Placements / Marchés

Donald Trump a décidé de remettre en place les sanctions économiques contre l’Iran. Ce pays est un gros producteur de pétrole. D’ici 180 jours, ses relations commerciales avec les autres pays vont connaître un nouvel arrêt, et en prévision de cette annonce, le cours du pétrole a déjà enregistré une hausse. Ces décisions intempestives du président américain sont un facteur d’incertitude pour les marchés financiers. Doit-on alors se couvrir en achetant de l’or ? Un article de Money Store, le blog d'Isabelle de Laminne.

Mais avant de se tourner vers ce placement analysons son évolution dans le temps.

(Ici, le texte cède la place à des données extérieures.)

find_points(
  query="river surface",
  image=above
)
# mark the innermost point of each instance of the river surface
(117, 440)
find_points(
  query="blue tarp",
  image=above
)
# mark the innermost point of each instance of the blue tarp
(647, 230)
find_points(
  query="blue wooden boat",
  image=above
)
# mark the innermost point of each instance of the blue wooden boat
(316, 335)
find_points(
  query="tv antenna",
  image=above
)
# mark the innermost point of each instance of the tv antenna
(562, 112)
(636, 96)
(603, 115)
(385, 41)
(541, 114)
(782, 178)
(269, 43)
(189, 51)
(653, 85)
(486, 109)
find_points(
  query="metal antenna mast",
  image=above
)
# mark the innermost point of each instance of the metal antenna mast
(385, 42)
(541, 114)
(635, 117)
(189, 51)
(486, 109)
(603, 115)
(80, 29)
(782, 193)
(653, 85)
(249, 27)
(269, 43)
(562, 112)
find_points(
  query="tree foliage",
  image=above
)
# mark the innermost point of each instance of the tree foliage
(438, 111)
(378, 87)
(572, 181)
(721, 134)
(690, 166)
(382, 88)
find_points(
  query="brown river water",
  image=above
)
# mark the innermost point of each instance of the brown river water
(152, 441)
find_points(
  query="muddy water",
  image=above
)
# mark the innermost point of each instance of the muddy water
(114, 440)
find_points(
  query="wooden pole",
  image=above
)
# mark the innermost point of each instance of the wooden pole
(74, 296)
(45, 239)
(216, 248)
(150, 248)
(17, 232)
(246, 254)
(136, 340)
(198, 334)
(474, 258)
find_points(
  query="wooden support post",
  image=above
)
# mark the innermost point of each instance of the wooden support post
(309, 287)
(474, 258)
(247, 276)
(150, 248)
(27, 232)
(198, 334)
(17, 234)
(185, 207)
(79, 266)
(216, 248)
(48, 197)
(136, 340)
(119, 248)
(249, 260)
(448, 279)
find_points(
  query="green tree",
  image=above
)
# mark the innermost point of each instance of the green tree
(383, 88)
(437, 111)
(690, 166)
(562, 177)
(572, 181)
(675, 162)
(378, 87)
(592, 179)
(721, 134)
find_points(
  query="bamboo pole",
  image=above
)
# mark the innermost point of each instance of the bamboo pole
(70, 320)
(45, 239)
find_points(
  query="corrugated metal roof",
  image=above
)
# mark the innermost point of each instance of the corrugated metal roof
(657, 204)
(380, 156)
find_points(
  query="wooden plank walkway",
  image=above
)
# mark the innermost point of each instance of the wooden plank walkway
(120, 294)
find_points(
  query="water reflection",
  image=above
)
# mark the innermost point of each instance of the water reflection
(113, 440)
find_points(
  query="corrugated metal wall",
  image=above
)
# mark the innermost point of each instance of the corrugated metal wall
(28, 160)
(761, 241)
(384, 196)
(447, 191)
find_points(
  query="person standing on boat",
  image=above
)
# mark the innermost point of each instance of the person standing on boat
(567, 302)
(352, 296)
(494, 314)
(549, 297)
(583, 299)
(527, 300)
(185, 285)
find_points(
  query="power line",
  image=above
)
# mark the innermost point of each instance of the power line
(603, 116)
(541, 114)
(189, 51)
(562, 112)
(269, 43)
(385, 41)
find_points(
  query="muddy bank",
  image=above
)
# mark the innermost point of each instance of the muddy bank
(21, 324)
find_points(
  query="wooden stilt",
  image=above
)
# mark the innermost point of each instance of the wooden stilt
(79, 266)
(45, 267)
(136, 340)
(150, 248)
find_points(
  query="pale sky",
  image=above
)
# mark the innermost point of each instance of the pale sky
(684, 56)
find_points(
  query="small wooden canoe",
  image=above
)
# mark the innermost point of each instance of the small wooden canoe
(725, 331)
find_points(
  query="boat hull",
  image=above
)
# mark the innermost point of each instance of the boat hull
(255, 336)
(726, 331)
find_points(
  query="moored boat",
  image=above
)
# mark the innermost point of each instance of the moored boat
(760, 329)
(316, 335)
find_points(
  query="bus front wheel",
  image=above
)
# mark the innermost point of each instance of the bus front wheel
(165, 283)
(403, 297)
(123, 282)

Peut-on dire que l’or a été, sur le long terme, un investissement qui a surperformé les autres classes d’actifs ? Peut-on parier sur son évolution ? Le Crédit Suisse analyse les performances des actifs en portefeuille sur de très longues périodes. Sur base de ces études, on constate qu’entre 1900 et 2017, ce sont les actions mondiales qui ont le mieux performé parmi toutes les classes d’actifs et que l’or se situe en queue de peloton. Le métal jaune ne semble donc pas être une classe d’actifs à privilégier à long terme dans les portefeuilles. « Durant les périodes très chahutées en bourse, l’or surperforme les autres classes d’actifs mais les retours peuvent aussi être effrayants », constate Frank Vranken, Stratégiste chez Puilaetco Dewaay Private Bankers.

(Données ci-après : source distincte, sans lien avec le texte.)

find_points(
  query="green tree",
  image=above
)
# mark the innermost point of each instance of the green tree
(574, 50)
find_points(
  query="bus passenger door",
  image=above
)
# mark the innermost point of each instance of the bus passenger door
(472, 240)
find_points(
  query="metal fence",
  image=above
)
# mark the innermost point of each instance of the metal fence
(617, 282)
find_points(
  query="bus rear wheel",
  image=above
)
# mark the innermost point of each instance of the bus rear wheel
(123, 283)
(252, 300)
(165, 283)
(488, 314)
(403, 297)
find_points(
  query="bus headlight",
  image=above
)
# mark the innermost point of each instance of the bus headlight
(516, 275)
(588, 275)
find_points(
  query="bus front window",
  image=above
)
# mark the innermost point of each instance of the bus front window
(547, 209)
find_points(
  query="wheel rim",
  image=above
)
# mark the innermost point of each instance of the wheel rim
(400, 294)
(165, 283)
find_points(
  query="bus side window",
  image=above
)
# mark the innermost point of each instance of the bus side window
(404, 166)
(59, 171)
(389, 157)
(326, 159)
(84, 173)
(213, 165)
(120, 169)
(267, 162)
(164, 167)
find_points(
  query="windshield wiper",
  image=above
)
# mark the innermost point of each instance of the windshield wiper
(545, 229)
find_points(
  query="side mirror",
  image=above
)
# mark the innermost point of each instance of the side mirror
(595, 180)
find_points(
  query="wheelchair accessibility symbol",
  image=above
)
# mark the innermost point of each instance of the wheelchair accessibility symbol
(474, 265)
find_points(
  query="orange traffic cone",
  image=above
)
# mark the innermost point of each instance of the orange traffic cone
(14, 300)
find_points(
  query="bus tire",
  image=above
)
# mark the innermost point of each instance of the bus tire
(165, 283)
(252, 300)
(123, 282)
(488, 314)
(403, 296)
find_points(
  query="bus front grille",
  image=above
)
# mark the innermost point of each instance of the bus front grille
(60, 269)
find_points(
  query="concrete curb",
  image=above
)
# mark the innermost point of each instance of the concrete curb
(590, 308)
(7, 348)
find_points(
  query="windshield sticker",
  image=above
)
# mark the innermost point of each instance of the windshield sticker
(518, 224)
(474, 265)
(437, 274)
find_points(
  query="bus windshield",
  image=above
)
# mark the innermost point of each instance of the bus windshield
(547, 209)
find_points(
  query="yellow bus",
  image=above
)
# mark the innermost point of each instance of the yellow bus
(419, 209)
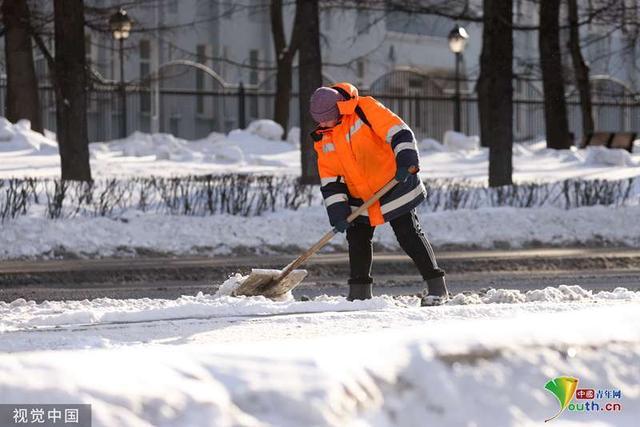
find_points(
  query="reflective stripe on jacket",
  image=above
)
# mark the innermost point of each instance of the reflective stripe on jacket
(360, 155)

L’assurance contre les chocs boursiers a donc un prix : une volatilité importante et un rendement faible sur le long terme. Les investisseurs ont souvent tendance à oublier l’aspect volatilité par rapport au rendement et ne réalisent pas toujours à quel point le cours de l’once d’or peut fortement varier. Un investissement dans ce métal précieux n’est donc pas un long fleuve tranquille. « Le rapport entre la volatilité des actions mondiales (VIX) et la volatilité de l’or est proche de 1. Cela signifie que les volatilités des actions et de l’or sont quasi équivalentes. Il y a même eu des périodes où la volatilité de l’or a dépassé celle des actions, comme en 2013 par exemple. Il y a eu aussi des périodes où la volatilité de l’or a suivie celle des actions vers des niveaux records, comme en 2011 », note Frank Vranken.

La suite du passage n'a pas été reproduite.